Student Presentations/Reaction Statements/Proposals
See "Option C" on the main page for Student Projects
Friday, 2:00-3:30
Lead: Charlie Nesson
This module will be designed by students and lightly moderated by Charlie Nesson. 5-10 minute reflections might be a take on the “Future of the Internet” discussion, offer central issues for consideration or faculty response, or provide a reaction statement on key elements of the program. Other options include providing a deeper dive into a particular module or interesting case for further study, etc. The focus here would be on developing a short presentation, to be followed by brief Q&A with audience members.
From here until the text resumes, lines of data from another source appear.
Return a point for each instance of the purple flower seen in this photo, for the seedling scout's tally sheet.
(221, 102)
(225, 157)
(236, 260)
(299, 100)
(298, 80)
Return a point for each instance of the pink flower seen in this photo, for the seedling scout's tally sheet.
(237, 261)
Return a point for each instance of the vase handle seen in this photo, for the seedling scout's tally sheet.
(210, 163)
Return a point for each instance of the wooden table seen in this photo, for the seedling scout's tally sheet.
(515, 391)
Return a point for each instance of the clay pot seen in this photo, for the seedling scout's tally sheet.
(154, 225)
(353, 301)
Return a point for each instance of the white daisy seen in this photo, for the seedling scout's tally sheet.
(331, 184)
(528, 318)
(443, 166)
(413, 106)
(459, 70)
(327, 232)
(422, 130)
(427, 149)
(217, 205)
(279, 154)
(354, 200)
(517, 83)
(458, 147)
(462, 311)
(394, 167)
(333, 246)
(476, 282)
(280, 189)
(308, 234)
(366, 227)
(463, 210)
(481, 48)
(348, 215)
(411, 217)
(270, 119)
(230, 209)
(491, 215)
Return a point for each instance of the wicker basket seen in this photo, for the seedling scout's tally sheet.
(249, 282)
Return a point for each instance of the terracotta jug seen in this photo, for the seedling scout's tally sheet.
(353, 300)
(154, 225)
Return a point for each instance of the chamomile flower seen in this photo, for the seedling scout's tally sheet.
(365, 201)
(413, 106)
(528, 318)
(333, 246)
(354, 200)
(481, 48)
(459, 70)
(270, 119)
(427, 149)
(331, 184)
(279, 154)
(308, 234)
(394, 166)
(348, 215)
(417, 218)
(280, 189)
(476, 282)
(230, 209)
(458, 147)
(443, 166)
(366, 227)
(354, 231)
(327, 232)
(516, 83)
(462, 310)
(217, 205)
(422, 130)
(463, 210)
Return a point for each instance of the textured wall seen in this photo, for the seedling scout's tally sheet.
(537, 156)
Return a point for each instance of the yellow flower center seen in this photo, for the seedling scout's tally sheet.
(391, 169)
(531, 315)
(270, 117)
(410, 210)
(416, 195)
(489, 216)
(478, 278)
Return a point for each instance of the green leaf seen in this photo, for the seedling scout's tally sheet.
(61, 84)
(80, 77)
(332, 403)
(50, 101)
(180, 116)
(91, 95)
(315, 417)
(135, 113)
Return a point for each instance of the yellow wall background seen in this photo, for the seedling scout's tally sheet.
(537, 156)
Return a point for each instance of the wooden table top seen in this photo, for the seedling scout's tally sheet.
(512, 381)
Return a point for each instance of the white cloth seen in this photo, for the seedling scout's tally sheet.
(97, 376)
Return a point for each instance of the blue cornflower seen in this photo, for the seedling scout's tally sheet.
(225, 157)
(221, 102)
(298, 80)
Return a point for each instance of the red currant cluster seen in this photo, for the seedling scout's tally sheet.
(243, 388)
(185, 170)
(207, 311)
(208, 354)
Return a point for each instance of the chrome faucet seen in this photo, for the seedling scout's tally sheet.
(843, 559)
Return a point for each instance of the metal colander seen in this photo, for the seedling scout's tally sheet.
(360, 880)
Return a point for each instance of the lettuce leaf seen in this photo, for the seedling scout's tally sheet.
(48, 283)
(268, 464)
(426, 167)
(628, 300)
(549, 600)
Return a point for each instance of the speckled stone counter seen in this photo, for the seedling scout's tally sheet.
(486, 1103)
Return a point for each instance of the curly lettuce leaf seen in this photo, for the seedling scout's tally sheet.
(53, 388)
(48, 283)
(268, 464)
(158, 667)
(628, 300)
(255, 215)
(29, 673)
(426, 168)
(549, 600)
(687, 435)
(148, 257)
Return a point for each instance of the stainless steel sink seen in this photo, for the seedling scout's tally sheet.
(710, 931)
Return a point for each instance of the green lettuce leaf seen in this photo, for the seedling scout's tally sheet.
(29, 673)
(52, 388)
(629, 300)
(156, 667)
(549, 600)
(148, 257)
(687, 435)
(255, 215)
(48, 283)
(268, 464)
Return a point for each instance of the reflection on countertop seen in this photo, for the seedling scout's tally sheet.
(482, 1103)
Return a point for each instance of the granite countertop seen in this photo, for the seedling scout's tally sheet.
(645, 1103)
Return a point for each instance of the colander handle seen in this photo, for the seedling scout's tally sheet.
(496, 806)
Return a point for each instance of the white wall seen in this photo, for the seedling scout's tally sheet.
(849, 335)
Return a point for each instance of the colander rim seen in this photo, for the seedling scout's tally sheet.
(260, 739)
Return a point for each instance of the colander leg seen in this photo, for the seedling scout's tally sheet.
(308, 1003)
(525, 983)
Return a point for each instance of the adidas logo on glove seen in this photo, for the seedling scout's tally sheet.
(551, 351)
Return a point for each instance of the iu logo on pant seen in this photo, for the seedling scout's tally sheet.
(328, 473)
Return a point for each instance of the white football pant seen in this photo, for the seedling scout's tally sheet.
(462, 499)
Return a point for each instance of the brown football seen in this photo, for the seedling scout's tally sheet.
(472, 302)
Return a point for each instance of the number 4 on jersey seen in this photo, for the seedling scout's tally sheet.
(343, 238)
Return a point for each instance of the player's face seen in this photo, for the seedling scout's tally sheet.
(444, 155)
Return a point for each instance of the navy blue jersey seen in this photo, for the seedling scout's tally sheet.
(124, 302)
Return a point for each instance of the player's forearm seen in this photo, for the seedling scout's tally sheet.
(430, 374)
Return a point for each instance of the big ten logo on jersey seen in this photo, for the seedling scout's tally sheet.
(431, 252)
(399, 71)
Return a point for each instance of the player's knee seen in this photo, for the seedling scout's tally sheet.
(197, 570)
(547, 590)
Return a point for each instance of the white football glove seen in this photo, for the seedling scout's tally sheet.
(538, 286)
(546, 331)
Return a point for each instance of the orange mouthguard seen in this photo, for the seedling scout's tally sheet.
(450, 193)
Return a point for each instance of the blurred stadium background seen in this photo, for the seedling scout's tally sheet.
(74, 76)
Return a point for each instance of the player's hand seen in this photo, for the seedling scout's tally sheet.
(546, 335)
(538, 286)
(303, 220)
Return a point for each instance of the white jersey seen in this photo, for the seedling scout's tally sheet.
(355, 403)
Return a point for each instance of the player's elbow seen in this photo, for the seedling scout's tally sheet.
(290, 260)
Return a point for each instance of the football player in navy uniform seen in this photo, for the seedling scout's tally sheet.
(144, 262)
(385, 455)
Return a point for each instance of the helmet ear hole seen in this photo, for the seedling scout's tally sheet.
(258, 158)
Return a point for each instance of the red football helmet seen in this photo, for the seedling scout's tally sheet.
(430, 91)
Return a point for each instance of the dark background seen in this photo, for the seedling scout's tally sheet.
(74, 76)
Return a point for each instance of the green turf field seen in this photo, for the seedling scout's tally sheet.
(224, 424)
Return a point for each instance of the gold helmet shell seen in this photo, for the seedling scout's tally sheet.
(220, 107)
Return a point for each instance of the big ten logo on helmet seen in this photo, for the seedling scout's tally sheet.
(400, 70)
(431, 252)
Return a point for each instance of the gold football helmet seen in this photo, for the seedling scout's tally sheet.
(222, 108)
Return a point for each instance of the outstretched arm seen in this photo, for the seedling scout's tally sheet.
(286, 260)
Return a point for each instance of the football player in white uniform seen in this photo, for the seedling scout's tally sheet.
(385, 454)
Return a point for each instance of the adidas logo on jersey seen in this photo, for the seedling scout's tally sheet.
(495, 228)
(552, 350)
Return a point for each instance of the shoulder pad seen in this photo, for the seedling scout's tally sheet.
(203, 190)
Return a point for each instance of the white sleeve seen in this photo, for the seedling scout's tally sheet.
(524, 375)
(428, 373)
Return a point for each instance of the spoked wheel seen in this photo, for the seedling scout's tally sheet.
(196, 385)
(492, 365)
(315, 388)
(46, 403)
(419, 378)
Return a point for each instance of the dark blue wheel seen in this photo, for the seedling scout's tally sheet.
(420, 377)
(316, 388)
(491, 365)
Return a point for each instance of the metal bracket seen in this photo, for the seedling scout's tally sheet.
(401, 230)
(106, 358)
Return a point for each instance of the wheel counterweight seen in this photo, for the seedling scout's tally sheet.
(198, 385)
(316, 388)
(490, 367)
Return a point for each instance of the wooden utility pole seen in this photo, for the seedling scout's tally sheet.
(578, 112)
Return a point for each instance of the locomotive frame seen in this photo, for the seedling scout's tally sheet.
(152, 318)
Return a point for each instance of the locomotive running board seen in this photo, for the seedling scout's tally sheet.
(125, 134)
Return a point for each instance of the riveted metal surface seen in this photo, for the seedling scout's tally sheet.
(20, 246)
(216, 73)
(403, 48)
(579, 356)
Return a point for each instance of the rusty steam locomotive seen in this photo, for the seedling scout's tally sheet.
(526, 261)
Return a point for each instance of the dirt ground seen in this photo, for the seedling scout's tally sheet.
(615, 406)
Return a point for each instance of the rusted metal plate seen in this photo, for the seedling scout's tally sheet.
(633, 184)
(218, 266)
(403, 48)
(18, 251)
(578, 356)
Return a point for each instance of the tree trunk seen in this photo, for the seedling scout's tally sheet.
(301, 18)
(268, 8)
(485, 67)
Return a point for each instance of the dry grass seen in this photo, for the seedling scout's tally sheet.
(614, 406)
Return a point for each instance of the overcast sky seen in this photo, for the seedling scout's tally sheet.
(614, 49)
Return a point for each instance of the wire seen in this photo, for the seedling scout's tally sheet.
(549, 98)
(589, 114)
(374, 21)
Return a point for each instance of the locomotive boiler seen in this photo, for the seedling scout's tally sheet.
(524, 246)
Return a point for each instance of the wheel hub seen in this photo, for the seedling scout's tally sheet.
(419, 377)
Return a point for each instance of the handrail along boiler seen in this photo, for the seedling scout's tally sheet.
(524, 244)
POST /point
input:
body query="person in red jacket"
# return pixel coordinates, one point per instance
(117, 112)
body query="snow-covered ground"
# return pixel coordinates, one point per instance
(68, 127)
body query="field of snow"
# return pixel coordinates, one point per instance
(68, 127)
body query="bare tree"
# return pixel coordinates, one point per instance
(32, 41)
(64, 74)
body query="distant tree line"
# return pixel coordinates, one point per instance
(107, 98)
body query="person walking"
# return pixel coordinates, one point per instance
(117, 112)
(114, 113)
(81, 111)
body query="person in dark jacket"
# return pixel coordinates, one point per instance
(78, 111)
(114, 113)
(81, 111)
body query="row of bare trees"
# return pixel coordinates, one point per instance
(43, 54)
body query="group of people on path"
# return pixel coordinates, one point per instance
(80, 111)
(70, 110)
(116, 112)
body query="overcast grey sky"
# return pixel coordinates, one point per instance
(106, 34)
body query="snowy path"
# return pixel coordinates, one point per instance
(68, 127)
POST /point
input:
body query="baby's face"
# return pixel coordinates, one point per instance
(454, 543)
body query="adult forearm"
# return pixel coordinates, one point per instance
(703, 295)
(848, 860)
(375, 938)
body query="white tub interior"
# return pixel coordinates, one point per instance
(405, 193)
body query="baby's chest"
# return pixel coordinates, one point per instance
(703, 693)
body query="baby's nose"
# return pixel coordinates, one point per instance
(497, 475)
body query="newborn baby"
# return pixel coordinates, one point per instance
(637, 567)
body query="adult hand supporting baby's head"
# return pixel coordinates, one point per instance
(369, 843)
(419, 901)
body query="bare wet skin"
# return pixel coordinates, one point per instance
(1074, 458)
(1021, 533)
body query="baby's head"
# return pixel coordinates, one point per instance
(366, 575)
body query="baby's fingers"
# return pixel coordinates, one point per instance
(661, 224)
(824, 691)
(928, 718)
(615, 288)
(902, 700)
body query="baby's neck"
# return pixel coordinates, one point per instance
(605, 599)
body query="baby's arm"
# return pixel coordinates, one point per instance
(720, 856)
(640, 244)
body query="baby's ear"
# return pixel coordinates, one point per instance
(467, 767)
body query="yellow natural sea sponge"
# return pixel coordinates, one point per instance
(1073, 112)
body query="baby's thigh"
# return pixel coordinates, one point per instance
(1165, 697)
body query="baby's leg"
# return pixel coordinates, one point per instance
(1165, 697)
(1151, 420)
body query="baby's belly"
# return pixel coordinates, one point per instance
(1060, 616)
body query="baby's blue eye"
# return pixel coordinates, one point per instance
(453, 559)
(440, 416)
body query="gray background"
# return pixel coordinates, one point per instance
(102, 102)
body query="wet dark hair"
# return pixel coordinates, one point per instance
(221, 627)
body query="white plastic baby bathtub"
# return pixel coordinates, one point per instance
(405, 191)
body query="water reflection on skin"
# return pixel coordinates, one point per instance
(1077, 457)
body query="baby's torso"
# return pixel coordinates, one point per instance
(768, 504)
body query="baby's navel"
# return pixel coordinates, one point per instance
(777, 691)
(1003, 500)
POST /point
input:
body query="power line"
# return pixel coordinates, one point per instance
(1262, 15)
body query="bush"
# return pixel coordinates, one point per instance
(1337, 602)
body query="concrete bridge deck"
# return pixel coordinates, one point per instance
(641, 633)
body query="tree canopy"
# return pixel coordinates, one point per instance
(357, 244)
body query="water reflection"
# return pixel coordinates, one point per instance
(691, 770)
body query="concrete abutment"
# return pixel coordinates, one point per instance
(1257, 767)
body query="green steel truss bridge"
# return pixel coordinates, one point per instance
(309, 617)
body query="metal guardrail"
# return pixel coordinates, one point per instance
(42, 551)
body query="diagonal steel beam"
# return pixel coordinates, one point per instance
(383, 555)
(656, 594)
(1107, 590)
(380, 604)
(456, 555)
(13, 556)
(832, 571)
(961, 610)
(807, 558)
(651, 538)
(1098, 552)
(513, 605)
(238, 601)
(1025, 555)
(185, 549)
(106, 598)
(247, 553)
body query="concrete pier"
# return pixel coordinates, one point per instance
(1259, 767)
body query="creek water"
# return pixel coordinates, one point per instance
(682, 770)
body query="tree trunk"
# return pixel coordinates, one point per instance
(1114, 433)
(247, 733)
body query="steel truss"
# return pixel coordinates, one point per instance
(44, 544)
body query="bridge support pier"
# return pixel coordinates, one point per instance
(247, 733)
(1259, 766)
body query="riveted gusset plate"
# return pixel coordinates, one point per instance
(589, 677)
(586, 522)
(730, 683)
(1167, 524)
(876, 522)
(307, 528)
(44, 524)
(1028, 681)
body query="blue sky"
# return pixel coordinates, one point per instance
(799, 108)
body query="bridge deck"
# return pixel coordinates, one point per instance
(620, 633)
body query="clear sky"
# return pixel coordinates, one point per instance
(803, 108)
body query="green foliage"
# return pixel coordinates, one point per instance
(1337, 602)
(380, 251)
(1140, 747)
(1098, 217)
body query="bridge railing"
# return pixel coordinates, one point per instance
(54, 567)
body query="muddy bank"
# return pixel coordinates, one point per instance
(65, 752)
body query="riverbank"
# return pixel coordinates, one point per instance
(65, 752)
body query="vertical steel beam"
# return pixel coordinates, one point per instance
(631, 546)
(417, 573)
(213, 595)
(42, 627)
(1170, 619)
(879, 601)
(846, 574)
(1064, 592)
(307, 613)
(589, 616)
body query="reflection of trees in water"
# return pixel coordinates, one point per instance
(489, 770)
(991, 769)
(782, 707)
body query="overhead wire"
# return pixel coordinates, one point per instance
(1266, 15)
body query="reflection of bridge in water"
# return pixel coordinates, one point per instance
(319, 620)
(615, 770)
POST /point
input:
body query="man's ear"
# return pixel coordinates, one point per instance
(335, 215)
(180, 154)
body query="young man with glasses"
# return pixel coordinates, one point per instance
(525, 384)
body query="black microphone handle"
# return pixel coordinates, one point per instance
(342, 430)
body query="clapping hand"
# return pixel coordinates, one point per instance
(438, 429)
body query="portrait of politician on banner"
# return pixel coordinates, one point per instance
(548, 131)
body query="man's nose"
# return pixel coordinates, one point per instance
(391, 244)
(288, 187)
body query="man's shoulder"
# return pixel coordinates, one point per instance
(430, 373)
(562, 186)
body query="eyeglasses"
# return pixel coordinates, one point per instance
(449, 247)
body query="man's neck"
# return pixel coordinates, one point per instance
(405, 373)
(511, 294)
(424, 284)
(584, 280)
The Future of the Internet
See main page on The Future of the Internet
Friday, 4:00 to 5:00
Lead: Jonathan Zittrain
In a moderated discussion hosted by Jonathan Zittrain, Berkman Directors and Faculty Leads will be invited to reflect on the central themes emerging from the previous days, with a particular focus on the Internet’s future. Participants will engage one another regarding the next “big thing” – anticipated developments, opportunities, emerging issues, and risks within their particular area of research or interest. Foundational to the discussion will be the future of the Internet's generativity, including innovative and creative outputs and participatory input (the opportunity to connect with other people, work with them, and express oneself). Concerns regarding security, invasions of privacy, and other emerging issues may threaten that generative infrastructure; what are the potential costs? What are the visionary solutions?